Speak Memory

"Here I am, an old man in a dry month,/Being read to by a boy, waiting for rain," said T.S. Eliot '10 into the microphone. He was giving a reading at Sanders Theatre and making the first recording — of his poems "Gerontion" and "The Hollow Men" — on the Harvard Vocarium label.
Paula Cartern / Harvard College Library

Launched in 1931 (in collaboration with Harvard's Poetry Room, the Harvard Film Service, and the English Department) by Frederick C. Packard Jr. '20, a Harvard professor of public speaking much interested in recording voices, the Harvard Vocarium label persisted through the early 1950s. Dozens of poets and other writers read their works, among them Tennessee Williams, W.H. Auden, Robinson Jeffers, Marianne Moore, Archibald MacLeish, Theodore Roethke, Muriel Rukeyser, and Robert Lowell. Meant to foster the "appreciation of literature," the phonograph records were sold to the public and have been in continuous use at Harvard by students and researchers. About 110 records were made, according to Donald Share, present curator of the Woodberry Poetry Room in Lamont Library.

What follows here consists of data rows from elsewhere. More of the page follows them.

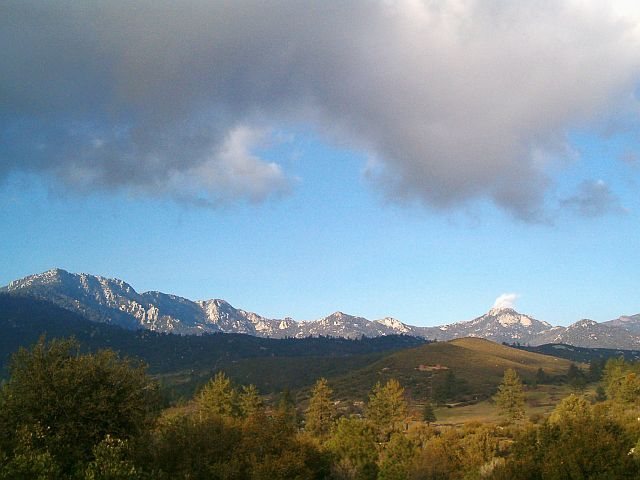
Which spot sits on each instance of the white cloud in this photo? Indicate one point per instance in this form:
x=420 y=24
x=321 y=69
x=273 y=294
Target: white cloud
x=506 y=300
x=457 y=100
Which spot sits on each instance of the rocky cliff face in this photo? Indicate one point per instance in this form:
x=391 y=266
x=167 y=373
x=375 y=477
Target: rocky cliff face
x=114 y=301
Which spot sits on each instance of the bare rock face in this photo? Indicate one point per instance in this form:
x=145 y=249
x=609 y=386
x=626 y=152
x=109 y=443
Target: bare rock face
x=114 y=301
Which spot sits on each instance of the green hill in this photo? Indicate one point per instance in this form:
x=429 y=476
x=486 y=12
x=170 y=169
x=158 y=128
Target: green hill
x=466 y=369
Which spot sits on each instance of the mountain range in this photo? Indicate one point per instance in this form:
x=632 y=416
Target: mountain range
x=115 y=302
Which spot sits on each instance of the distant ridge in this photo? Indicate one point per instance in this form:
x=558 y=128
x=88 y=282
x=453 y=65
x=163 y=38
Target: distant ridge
x=116 y=302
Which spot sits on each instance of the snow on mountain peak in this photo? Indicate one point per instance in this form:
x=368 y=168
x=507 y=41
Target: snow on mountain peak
x=393 y=323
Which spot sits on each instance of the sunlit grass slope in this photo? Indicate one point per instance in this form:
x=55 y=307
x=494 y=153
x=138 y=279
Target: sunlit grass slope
x=477 y=364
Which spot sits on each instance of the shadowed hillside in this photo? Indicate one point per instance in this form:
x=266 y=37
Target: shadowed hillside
x=465 y=369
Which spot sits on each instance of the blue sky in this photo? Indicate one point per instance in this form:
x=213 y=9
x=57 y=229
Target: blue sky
x=293 y=172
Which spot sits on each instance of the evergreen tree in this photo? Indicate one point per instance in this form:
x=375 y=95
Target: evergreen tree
x=428 y=415
x=218 y=397
x=510 y=396
x=541 y=377
x=250 y=401
x=387 y=409
x=353 y=448
x=287 y=408
x=321 y=412
x=397 y=457
x=68 y=401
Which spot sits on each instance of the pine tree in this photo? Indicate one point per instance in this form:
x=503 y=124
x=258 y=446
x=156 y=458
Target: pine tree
x=510 y=396
x=387 y=409
x=218 y=397
x=321 y=412
x=428 y=415
x=250 y=401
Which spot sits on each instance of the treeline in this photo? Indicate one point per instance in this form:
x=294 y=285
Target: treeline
x=24 y=319
x=72 y=415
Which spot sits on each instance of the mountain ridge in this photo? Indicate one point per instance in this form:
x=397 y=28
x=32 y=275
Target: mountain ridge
x=116 y=302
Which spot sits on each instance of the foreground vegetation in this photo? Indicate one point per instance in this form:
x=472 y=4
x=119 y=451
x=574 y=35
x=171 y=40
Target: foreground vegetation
x=71 y=415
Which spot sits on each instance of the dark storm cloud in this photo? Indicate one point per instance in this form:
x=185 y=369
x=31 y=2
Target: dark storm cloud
x=593 y=199
x=452 y=101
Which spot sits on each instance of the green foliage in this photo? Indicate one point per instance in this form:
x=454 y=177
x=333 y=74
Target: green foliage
x=576 y=378
x=250 y=401
x=321 y=412
x=110 y=462
x=387 y=409
x=218 y=398
x=74 y=400
x=439 y=459
x=622 y=381
x=258 y=447
x=397 y=458
x=579 y=445
x=510 y=396
x=572 y=409
x=428 y=414
x=184 y=446
x=353 y=448
x=29 y=460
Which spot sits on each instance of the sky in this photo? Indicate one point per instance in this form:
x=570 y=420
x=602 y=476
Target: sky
x=423 y=160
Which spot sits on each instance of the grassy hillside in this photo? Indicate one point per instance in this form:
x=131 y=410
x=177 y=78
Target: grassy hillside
x=472 y=367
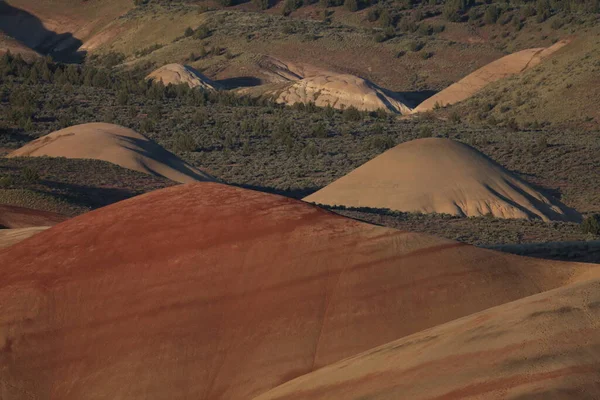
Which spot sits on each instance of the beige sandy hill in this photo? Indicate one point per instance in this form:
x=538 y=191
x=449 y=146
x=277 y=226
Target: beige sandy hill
x=342 y=91
x=539 y=348
x=207 y=291
x=115 y=144
x=178 y=74
x=8 y=44
x=9 y=237
x=441 y=176
x=506 y=66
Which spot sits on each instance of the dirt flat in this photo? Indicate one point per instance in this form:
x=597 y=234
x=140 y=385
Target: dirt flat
x=177 y=74
x=208 y=291
x=512 y=64
x=542 y=347
x=441 y=176
x=115 y=144
x=21 y=217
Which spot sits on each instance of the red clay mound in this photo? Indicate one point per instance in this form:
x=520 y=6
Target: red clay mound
x=539 y=348
x=207 y=291
x=20 y=217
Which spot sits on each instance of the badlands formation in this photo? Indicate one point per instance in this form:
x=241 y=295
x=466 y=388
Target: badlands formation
x=208 y=291
x=440 y=176
x=512 y=64
x=177 y=74
x=115 y=144
x=300 y=83
x=20 y=217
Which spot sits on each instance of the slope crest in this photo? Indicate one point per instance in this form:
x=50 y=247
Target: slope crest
x=115 y=144
x=177 y=74
x=441 y=176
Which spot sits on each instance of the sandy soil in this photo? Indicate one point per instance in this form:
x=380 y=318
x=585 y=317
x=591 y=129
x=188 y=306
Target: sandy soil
x=512 y=64
x=178 y=74
x=115 y=144
x=541 y=347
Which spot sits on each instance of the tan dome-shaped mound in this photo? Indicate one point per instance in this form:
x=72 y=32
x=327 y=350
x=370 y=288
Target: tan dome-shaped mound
x=542 y=347
x=115 y=144
x=506 y=66
x=21 y=217
x=342 y=91
x=207 y=291
x=8 y=237
x=441 y=176
x=177 y=74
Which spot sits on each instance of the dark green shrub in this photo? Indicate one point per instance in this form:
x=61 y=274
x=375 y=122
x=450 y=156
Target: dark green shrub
x=416 y=46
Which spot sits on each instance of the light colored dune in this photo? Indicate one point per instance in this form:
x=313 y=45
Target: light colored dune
x=342 y=91
x=207 y=291
x=542 y=347
x=302 y=83
x=21 y=217
x=441 y=176
x=8 y=44
x=506 y=66
x=177 y=74
x=9 y=237
x=115 y=144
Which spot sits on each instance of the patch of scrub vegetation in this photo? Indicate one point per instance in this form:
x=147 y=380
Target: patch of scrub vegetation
x=289 y=150
x=70 y=186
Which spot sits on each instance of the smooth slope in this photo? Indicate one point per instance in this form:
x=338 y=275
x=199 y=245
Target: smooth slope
x=21 y=217
x=208 y=291
x=8 y=237
x=114 y=144
x=542 y=347
x=178 y=74
x=441 y=176
x=302 y=83
x=512 y=64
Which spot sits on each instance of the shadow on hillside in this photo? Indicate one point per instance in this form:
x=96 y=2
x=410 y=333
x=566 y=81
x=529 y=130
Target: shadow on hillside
x=293 y=193
x=239 y=82
x=416 y=98
x=29 y=30
x=91 y=197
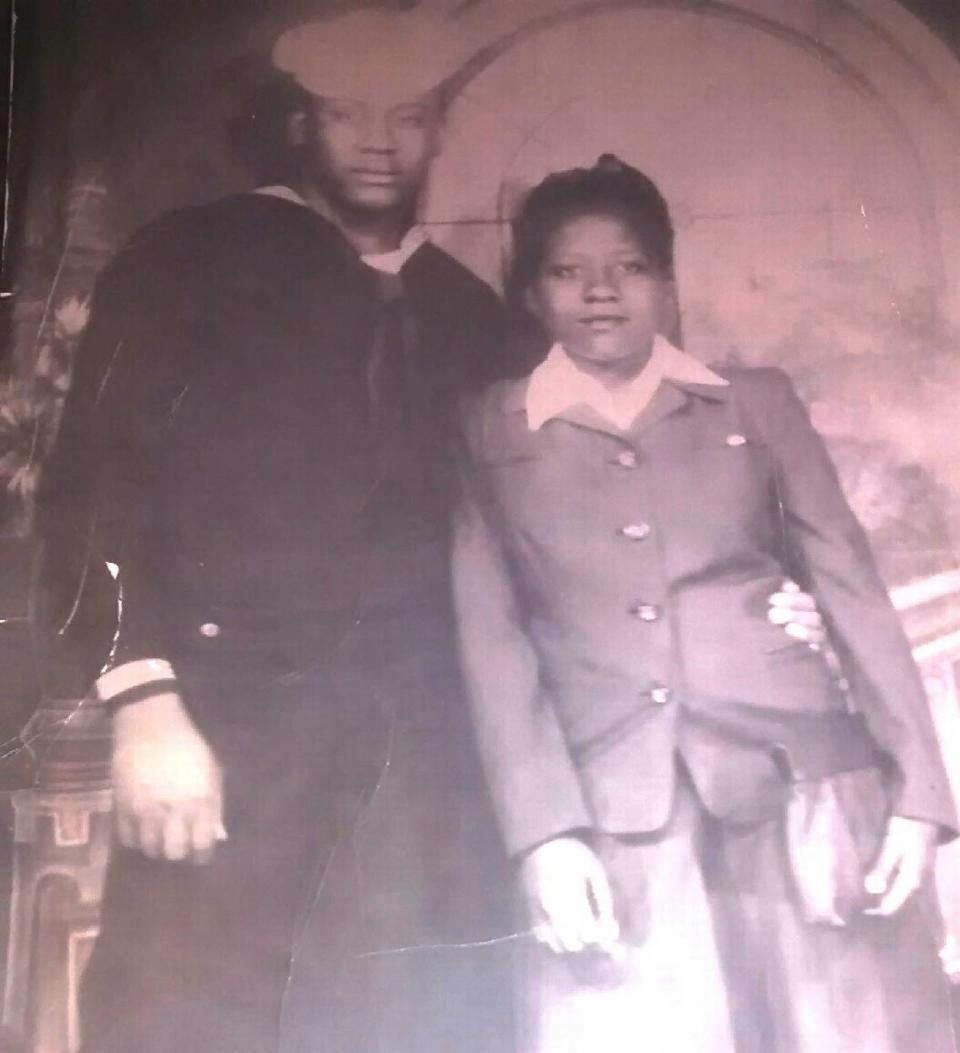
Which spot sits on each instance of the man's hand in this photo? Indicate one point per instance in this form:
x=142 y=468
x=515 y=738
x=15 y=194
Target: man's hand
x=570 y=897
x=904 y=863
x=797 y=612
x=166 y=782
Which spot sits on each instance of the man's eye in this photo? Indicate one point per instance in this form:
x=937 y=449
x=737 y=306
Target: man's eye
x=338 y=115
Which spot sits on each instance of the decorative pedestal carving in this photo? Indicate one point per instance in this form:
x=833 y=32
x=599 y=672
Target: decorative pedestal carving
x=61 y=834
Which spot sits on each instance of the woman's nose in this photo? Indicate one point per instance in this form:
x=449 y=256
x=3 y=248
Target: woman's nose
x=601 y=285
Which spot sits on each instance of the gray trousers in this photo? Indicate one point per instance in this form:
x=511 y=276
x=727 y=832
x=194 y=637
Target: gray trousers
x=719 y=960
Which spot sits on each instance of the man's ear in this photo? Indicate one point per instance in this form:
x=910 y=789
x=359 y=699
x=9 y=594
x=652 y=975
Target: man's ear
x=530 y=301
x=296 y=128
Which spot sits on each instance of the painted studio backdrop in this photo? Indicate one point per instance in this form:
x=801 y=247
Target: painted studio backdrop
x=808 y=151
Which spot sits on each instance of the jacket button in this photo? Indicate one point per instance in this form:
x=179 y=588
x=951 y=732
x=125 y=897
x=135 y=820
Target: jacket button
x=636 y=532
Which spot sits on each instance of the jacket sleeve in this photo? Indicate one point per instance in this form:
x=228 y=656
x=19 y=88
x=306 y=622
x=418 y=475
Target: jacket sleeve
x=836 y=564
x=95 y=502
x=533 y=781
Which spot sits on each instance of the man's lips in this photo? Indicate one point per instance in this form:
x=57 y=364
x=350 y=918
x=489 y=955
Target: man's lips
x=375 y=176
x=603 y=322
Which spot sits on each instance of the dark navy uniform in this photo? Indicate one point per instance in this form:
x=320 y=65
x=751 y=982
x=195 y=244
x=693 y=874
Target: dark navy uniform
x=257 y=436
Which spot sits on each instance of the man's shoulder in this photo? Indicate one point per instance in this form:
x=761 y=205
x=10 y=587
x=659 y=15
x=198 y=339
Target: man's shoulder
x=754 y=381
x=484 y=409
x=436 y=269
x=236 y=224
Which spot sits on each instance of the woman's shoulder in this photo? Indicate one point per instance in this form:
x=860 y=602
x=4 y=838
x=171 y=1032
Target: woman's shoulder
x=753 y=378
x=481 y=410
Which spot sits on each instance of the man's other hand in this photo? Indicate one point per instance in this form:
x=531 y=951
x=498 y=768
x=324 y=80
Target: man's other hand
x=166 y=782
x=797 y=612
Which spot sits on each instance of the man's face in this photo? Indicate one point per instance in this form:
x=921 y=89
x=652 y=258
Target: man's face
x=375 y=156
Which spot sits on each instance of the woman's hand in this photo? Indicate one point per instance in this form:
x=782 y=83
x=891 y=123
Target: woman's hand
x=570 y=897
x=904 y=863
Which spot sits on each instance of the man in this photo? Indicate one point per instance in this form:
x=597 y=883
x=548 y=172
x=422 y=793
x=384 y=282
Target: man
x=256 y=436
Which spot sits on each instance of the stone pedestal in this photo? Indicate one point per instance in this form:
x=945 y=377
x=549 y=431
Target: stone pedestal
x=61 y=834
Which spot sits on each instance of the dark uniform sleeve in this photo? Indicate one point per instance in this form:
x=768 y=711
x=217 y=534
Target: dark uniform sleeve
x=97 y=487
x=837 y=567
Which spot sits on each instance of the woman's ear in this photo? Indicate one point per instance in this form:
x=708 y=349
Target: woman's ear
x=668 y=311
x=531 y=303
x=296 y=128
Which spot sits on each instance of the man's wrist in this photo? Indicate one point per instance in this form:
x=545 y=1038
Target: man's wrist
x=135 y=682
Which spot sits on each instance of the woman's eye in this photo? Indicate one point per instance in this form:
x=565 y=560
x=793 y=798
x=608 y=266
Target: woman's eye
x=338 y=115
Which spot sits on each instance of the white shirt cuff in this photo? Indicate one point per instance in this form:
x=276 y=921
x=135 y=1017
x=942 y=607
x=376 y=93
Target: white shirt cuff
x=133 y=674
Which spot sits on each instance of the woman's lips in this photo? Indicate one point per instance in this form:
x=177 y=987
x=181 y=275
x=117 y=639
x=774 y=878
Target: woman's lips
x=376 y=178
x=603 y=323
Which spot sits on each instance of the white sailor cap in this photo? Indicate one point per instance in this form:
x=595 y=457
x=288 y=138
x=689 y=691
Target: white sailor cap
x=372 y=55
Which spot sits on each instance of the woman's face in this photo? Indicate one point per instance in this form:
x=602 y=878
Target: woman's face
x=600 y=296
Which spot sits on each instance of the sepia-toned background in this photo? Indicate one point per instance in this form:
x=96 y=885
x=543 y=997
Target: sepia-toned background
x=810 y=151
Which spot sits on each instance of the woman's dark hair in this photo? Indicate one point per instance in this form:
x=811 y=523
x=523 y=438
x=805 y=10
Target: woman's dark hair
x=611 y=187
x=258 y=130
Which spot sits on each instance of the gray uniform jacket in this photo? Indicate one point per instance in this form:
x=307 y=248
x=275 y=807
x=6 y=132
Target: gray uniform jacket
x=612 y=593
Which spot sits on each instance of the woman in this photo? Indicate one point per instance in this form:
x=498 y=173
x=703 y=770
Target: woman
x=657 y=753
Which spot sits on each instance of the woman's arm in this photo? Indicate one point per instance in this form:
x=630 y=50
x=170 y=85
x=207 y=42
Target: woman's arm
x=837 y=565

The entire corpus has been chosen by the Library of Congress for inclusion in the first annual selection of recordings for the National Recording Registry. "Congress created the registry to celebrate the richness and variety of our audio legacy," says Librarian of Congress James H. Billington. The inaugural set of 50 recordings emphasizes, he says, "important firsts in the history of recording in America: technical, musical, and cultural achievements."

The Vocarium series shares registry honors with such landmark items as 1890 field recordings of Passamaquoddy Indians, Caruso singing "Vesti la giubba" from Pagliacci in 1907, vaudevillian DeWolf Hopper reciting "Casey at the Bat" in 1915, Bessie Smith singing "Down-Hearted Blues" in 1923, and the first radio-broadcast version, in 1938, of Abbott and Costello's "Who's on First." Elvis is on there, of course. (For the entire list, go to www.loc.gov/rr/record/nrpb/nrpb-nrr.html.)

"The actual artifacts — the cylinders, discs, piano rolls — are at the heart of the registry," says Share. "Preserving, restoring, and digitizing them, and then storing the results in a permanently safe place, ensures the future survival of these priceless and unique recordings." The Library of Congress won't re-release any of the recordings in the registry commercially, but the recordings will be available to the American people on site and perhaps to some extent on-line if copyrights permit.

The poetry room has almost 60 years of similar recordings not on the Vocarium label. A core part of that collection is to be restored and digitized, thanks to Rob Hildreth '72. "The result will be on-line access to our recordings, which are now accessed only on site," Share says. "So, we've got two wonderful projects underway to restore and reformat our unparalleled audio collections."